I would be cautious staying in one of these alleyways as they are subject to a lot of pick pocketing, especially if you are wandering down them after a night out or when arriving from the overnight bus. If you are taking the bus make sure you book a place that has 24 hour reception so you can leave your bags and sit in a common area before checking in.

For hostels, I would recommend Saigon Backpackers or Saigon Youth Hostel (however the latter is in an alleyway). They are under $10 a night and have very friendly staff who can assist with tours and whatever else.

If you are after a bit of luxury (I know I was after 6 weeks in dorms), stay at Bizu Hotel. It is in the main street and only $20 for a luxury private room, king size bed (which if you’ve ever backpacked is unheard of), bathroom and delicious breakfast.

What to see and do

Vietnam is full of activities and areas to explore.

1. Cu Chi Tunnels

This is about 40km northwest of the city and can be done in a half or full day trip. The tunnels are an underground community up to 250km in length that were built during the Vietnam war. You can climb through them, however due to their claustrophobic nature not many people make it the whole way. You can organise this through one of the hundreds of tour providers in the streets the day before.

2. Mekong Delta tour

This is a fantastic day tour that me and my friends really enjoyed (and for only $15). You take a 3 hour bus ride to the river and set sail on an old wooden boat down the Mekong. You can relax in the sun and take in the culture as it cruises past loads of different villages. You stop for lunch at a local restaurant and enjoy a home cooked meal. You have the option to cycle around the village and see what’s there (which is really awesome!).

Mekong Delta

Mekong Delta

You are also taken to a market that shows locals making home made deserts and crafts, where I bought a weeks supply of coconut candy!
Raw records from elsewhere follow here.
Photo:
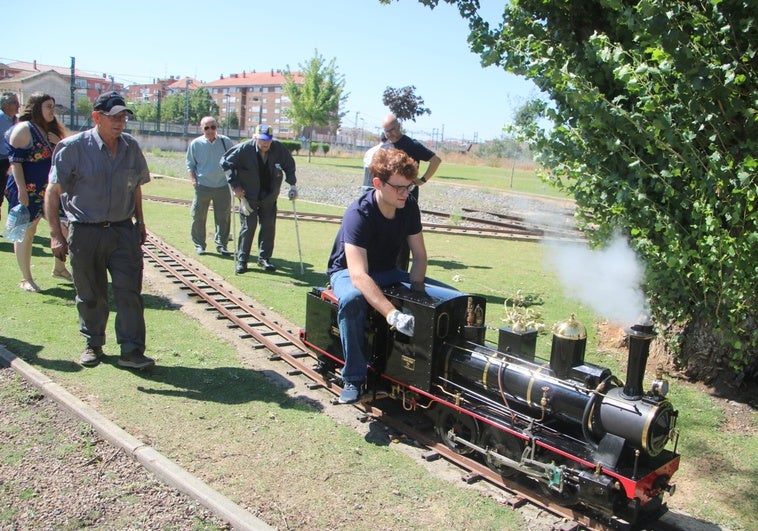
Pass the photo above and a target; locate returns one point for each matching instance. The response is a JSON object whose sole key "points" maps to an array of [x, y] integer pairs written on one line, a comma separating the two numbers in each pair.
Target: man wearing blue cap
{"points": [[255, 171], [97, 176]]}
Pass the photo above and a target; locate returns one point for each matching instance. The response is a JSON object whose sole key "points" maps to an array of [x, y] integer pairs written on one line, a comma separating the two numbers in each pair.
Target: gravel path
{"points": [[57, 473]]}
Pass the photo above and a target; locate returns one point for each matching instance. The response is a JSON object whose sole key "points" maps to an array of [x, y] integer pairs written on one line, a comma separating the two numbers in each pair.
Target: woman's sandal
{"points": [[64, 274]]}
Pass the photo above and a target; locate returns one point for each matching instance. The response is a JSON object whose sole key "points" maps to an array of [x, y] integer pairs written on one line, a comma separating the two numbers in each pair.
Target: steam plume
{"points": [[608, 280]]}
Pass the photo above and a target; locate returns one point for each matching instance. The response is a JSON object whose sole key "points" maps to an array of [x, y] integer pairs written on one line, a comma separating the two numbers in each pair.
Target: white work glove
{"points": [[245, 207], [402, 322]]}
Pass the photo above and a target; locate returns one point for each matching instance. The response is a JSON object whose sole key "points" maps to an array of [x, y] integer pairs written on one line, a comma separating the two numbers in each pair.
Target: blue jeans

On the way back the tides got really low and we couldn’t cruise along in the regular boat. So we hopped in these gorgeous wooden boats and got rowed home by all the locals that had rallied around to help the tour guide! Mine even let me steer the boat for a while, until we crashed into a mud bank…

3. Visit the war museum

I didn’t know a whole lot about the war before I arrived and nor do I usually have an interest in museums at all, but this was really informative and interesting. Some parts and photos were confronting, but it is a great museum and only a few dollars to enter. This is walking distance from District 1 (not by lazy standards though).

4. Wander through Ben Tanh markets

This is a short walk from the main backpacker street and has absolutely everything you could never think you would want to buy. I got a hammock (has been incredibly useful), shorts, bikinis and a whole bunch of other knick knacks that I swear I don’t regret buying… It’s dirt cheap and humongous, so allow a few hours to get lost!

5. Get lost in the city

I spent a whole afternoon wandering down the river and weaving through the alleyways, and found all sorts of intriguing people, scenes and shops. This is a great way to just observe what goes on in the crazy city.



The backpacker nightlife is really interesting, in that there aren’t the signature bars filled with young travelers like every other Vietnamese town; instead there are cafes. On the main street a lot of the cafes turn into bars by 9pm and they set up plastic red stools that quickly sprawl onto the street with backpackers as the night progresses. This seems to be where everyone gathers and is a cheap night out.

How long to stay

I would recommend allowing four full days to discover all the city has to offer. There are a lot of day trips which consume the whole day and you also want time to explore the streets and local markets.